Burdan aşağısı yine mürekkebatın izahı. Ne yorulmaz bir zeka ve tevhid eksersizi yapan kalem. Ne olur Allah’ım şunları hakkiyle aşıkane hisseden yaymaya çalışan insanlar ortaya çıkar. Hani Bediüzzaman “Risale-i Nura kalp ve akılları musahhar yap” diyor. Ne kadar istiyor değil mi, kalbin ve aklın gıdası olduğunu biliyor. Mal büyük, pazarcı tartışılır. Şimdi biraz anlıyorum siyaset ve ictimai konular bizi hakikat dellallığından uzaklaştırdı, yapamadık zannediyorum. Aşağıda terkib ve tahlili, terkibe giden maddelerin nasıl farklı örüntüler ve görüntüler oluşturduğunu anlatıyor. Kemali dikkatle anlatıyor.
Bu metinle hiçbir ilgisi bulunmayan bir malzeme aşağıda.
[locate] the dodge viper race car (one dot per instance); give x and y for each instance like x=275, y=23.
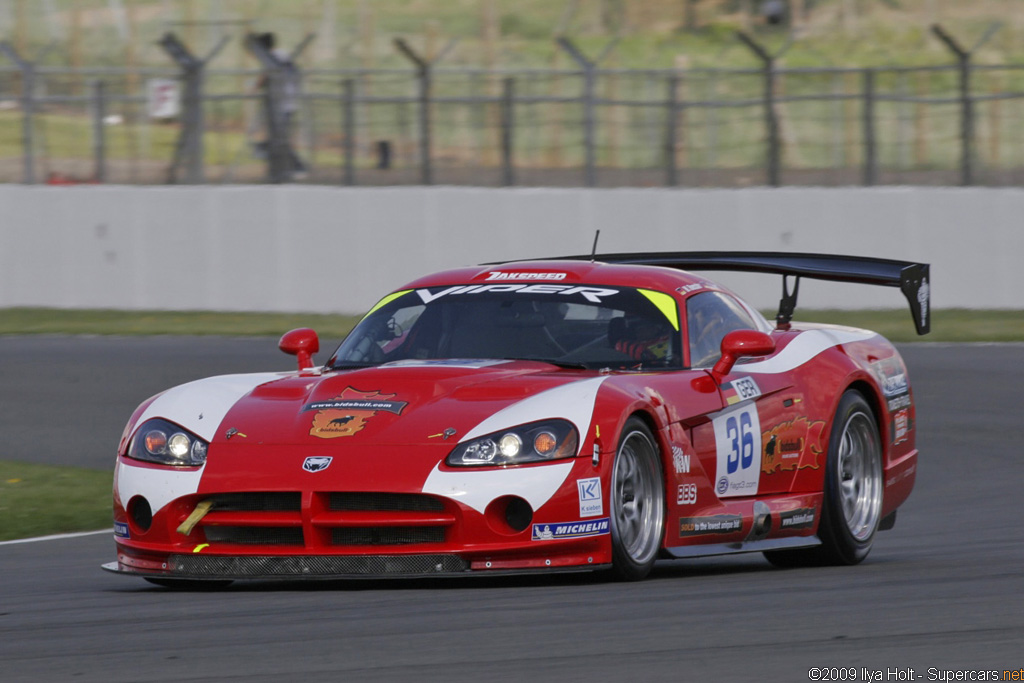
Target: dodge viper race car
x=582, y=413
Bakmak var bakmak var, derinliğine nüfuz eden bir bakış, adeta gaşyolmak. Ayrıntıyı bu kadar ayrıntılı görmek ve anlatmak ama ne göz ne zeka ne ifade. Terkibde terekkübata dönüşen varlıklar nasıl şahsiyetlerini kazanıyor birbirine karışmıyor, toprağa girerken, hücrelere girerken, ağaçlara çıkarken nasıl temyiz sahibi olmaları yeni ve şahsiyetlerini kazanmış olarak Mürekkebat da, terkip de sanat kelimeleri. Çünkü bir sanat eseri belli oranlarda karışımlardan oluşur, orantı bozulursa sanat eseri olmaz, tıpkı yemeğin tuzu gibi belli bir oranı var. Oran evren geometrisinin en harika fiili, matematik ve geometrik bir kelime.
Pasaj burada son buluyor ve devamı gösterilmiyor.